Best Practices Informatica
Best Practices:
The following lists some performance considerations when building mappings.
1). Filter Expressions – try to evaluate them in a port expression:
Try to create the filter (true/false) answer inside a port expression upstream. Complex filter expressions slow down the mapping. Again, expressions/conditions operate fastest in an Expression Object with an output port for the result. Turns out – the longer the expression, or the more complex – the more severe the speed degradation. Place the actual expression (complex or not) in an EXPRESSION OBJECT upstream from the filter. Compute a single numerical flag: 1 for true, 0 for false as an output port. Pump this in to the filter – you should see the maximum performance ability with this configuration.
2). Remove all “DEFAULT” value expressions where possible.
Having a default value – even the “ERROR(xxx)” command slows down the session. It causes an unnecessary evaluation of values for every data element in the map. The only time you want to use “DEFAULT value is when you have to provide a default value for a specific port. There is another method: placing a variable with an IIF(xxxx, DEFAULT VALUE, xxxx) condition within an expression. This will always be faster (if assigned to an output port) than a default value.
3). Variable Ports are “slower” than Output Expressions.
Whenever possible, use output expressions instead of variable ports.
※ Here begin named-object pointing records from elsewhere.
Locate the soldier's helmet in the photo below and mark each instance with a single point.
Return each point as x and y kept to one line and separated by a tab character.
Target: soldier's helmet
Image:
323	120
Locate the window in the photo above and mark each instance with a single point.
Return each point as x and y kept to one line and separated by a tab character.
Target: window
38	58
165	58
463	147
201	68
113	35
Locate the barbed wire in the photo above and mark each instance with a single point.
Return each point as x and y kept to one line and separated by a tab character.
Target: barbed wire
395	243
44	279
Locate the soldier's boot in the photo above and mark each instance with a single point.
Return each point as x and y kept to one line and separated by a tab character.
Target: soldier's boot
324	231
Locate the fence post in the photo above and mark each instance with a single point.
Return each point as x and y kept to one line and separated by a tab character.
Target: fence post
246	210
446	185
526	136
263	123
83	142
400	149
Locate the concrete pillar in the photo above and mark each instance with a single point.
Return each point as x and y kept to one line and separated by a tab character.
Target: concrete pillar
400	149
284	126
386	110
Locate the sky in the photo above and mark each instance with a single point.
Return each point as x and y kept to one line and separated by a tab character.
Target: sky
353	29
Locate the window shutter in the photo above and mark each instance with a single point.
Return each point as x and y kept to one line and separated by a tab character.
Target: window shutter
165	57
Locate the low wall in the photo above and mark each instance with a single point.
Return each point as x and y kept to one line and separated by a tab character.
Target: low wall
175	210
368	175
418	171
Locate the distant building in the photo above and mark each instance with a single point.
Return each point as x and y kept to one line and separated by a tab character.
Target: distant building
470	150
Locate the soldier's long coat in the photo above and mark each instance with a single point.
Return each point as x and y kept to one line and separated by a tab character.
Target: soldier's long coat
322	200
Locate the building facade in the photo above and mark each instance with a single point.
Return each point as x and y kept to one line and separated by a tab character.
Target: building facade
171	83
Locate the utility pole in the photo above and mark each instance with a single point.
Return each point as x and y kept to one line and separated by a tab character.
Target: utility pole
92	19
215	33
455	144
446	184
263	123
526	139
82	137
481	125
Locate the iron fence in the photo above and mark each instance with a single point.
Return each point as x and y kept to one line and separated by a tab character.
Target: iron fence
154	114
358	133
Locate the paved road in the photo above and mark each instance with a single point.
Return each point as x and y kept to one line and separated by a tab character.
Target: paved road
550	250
The variables are good for “static – and state driven” but do slow down the processing time – as they are allocated/reallocated each pass of a row through the expression transform.
4). Datatype conversion – perform it in a port expression.
Simply mapping a string to an integer, or an integer to a string will perform the conversion, however it will be slower than creating an output port with an expression like: to_integer(xxxx) and mapping an integer to an integer. It’s because PMServer is left to decide if the conversion can be done mid-stream which seems to slow things down.
5). Unused Ports.
Surprisingly, unused output ports have no affect on performance. This is a good thing. However in general it is good practice to remove any unused ports in the mapping, including variables. Unfortunately – there is no “quick” method for identifying unused ports.
6). String Functions.
String functions definitely have an impact on performance. Particularly those that change the length of a string (substring, ltrim, rtrim, etc.). These functions slow the map down considerably, the operations behind each string function are expensive (de-allocate, and re-allocate memory within a READER block in the session). String functions are a necessary and important part of ETL, we do not recommend removing their use completely, only try to limit them to necessary operations. One of the ways to tune these is to use “varchar/varchar2″ data types in your database sources, or to use delimited strings in source flat files (as much as possible). This will help reduce the need for “trimming” input. If your sources are in a database, perform the LTRIM/RTRIM functions on the data coming in from a database SQL statement, this will be much faster than operationally performing it mid-stream.
7). IIF Conditionals are costly.
When possible – arrange the logic to minimize the use of IIF conditionals. This is not particular to Informatica. It is costly in ANY programming language. It introduces “decisions” within the tool; it also introduces multiple code paths across the logic (thus increasing complexity). Therefore – when possible, avoid utilizing an IIF conditional – again, the only possibility here might be (for example) an ORACLE DECODE function applied to a SQL source.
8). Sequence Generators slow down mappings.
Unfortunately there is no “fast” and easy way to create sequence generators. The cost is not that high for using a sequence generator inside of Informatica, particularly if you are caching values (cache at around 2000) – seems to be the suite spot. However – if at all avoidable, this is one “card” up a sleeve that can be played. If you don’t absolutely need the sequence number in the map for calculation reasons, and you are utilizing Oracle, then let SQL*Loader create the sequence generator for all Insert Rows. If you’re using Sybase, don’t specify the Identity column as a target – let the Sybase Server generate the column. Also – try to avoid “reusable” sequence generators – they tend to slow the session down further, even with cached values.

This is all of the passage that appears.